第43話 帰宅(隼人視点)

「すみません。駅まで送ってくれて」


「1日早く帰るって聞いて驚いたよ」


「もう一人の幼馴染が暴走して、ちょっと心配だから早く帰ります」


「わたしもLINE見たけどあり得ないよね。頑張ってね、彼氏さん」


 LINEを見た俺は、すぐ優衣さんに車を出してもらうように頼んだ。優衣さんもLINEの内容を見てかなり驚いていた。今の世の中、親が決めても従わないといけない理由はない。それでも、真香が何をするか不安だった。


「じゃあ、ちさき行こうか」


 俺はちさきの肩にそっと手を触れた。松葉杖のちさきの負担にならないように……。


「ここだよ、ちさき」


「ありがとう」


 窓側の席にちさきを座らせた。ちさきは俺の方を見てニッコリと笑う。ちさきの足の具合は随分と良くなってきていた。歩かなければ、数分立つことができるくらいには……。


「わたしもびっくりしたよ。まさか、そこまで追い込まれていたなんて……」


「何故、ここまでしてくるのか俺には理解ができないんだ。俺と拓也で話し合って分かったと思ってた。これで幼馴染の関係に戻れると思ってたんだ」


「わたしね、今思ったんだけど、真香のお母さんが病院で、私たちを見たと言う話も嘘なんじゃないかな?」


「えっ!?」


「だってさ。誰も真香ちゃんのお母さんから、話を聞いてないよね」


 そう言えばそうだ。


「東京医大はわたしと隼人が生まれた病院だよね。当時のカルテを確かめるくらいは出来たと思う」


 確かにそうだ。今まで気づかなかったけれど、真香の父親は俺とちさきの生まれた病院の院長だ。それなら、確かめる方法はあったはずだ。


「確かにそうだね。そうであれば、真香は初めから騙していたってことか」


「言い方は悪いけど、そう思った方がいいかも。真香ちゃんも、きっとここまで上手くいくとは思わなかったのじゃないかな」


 確かに計画は穴だらけだ。ちさきは幼馴染の真香を疑わなかった。拓也でさえ、母親が言ったと信じていたのだ。だから奇跡的に成功した。

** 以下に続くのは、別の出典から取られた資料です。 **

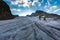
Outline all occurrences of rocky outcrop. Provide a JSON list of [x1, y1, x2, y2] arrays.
[[0, 0, 14, 20], [27, 10, 60, 18]]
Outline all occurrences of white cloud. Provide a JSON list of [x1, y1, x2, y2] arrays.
[[11, 0, 43, 8], [11, 8, 21, 12], [54, 9, 60, 13]]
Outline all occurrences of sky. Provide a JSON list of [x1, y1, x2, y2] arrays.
[[4, 0, 60, 16]]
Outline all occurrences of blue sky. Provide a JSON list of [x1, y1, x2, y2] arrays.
[[4, 0, 60, 16]]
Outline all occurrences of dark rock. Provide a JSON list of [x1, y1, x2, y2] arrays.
[[29, 10, 60, 18], [0, 0, 14, 20]]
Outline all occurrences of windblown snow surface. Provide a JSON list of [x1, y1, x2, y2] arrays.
[[0, 17, 60, 40]]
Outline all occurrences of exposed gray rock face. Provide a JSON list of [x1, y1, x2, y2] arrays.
[[0, 0, 14, 20], [0, 17, 60, 40]]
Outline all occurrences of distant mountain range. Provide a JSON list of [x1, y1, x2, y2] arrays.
[[27, 10, 60, 18]]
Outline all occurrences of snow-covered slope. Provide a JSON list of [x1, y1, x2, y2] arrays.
[[0, 17, 60, 40]]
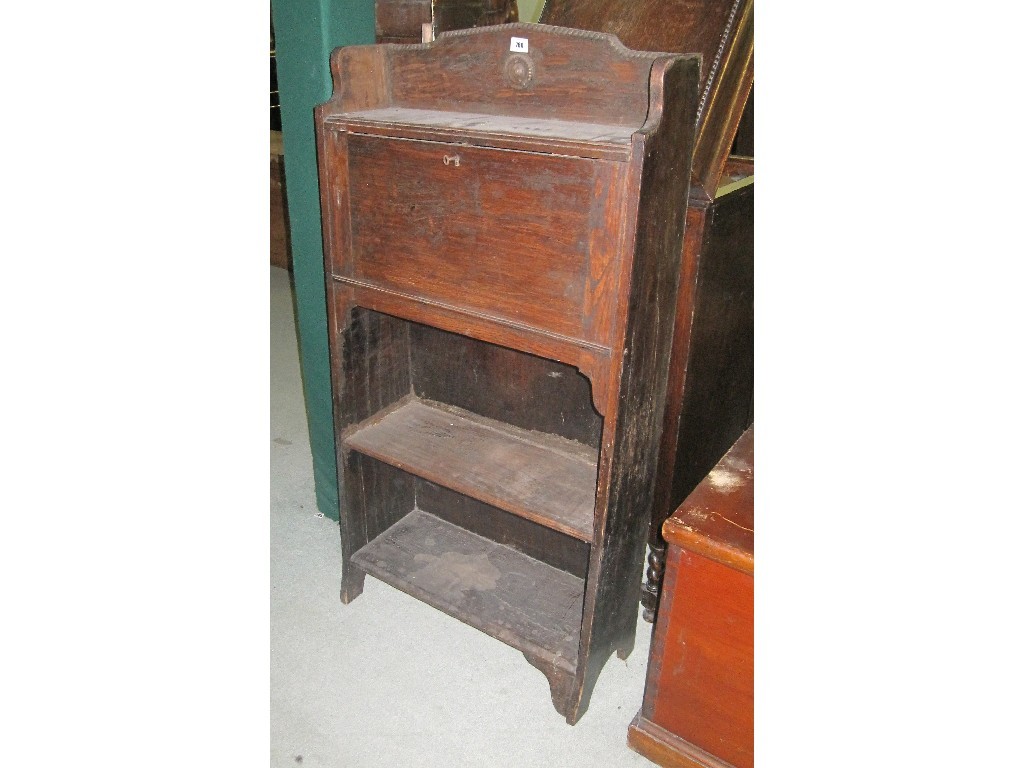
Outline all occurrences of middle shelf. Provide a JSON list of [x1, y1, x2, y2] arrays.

「俺、酷いことをしてしまうかもしれない。でも、もう真香を許すことができないよ」


「暴力とかはダメだよ。絶対にね」


「うん、分かってる。とりあえず俺、母さんと話をするよ。ちさきも来てくれるよね」


「もちろん、わたしが隼人の婚約者……、だよ」


「確かにそうだな」


 婚約者と言う言葉にドキッとした。彼女ではなくて婚約者なのだ。


 ちさきと昨日、契りを交わした。ちさきにとっては、関係を持つと言うことは、結婚を約束するのと同義なのだ。


「婚約指輪とかは、まだ渡せてないけど、絶対、幸せにするからさ」


「うん、婚約指輪とかどうだっていい。そんなものなくても信じられる」


「うん、ありがとう」


 俺は新幹線の中で気ばかり焦っていた。今回は、最終的に真香と対峙しなくてはならない。


「焦らないで……、大丈夫だからね」


 ちさきが俺の手に自分の手を重ねる。俺がちさきを見るとゆっくりと頷いた。


「大丈夫だから、ふたりの気持ちが変わらない限り、真香ちゃんは何もできない」


 その言葉を聞くとホッとした気持ちになる。もちろん、今の日本で親が勝手に結婚相手を決めることはできない。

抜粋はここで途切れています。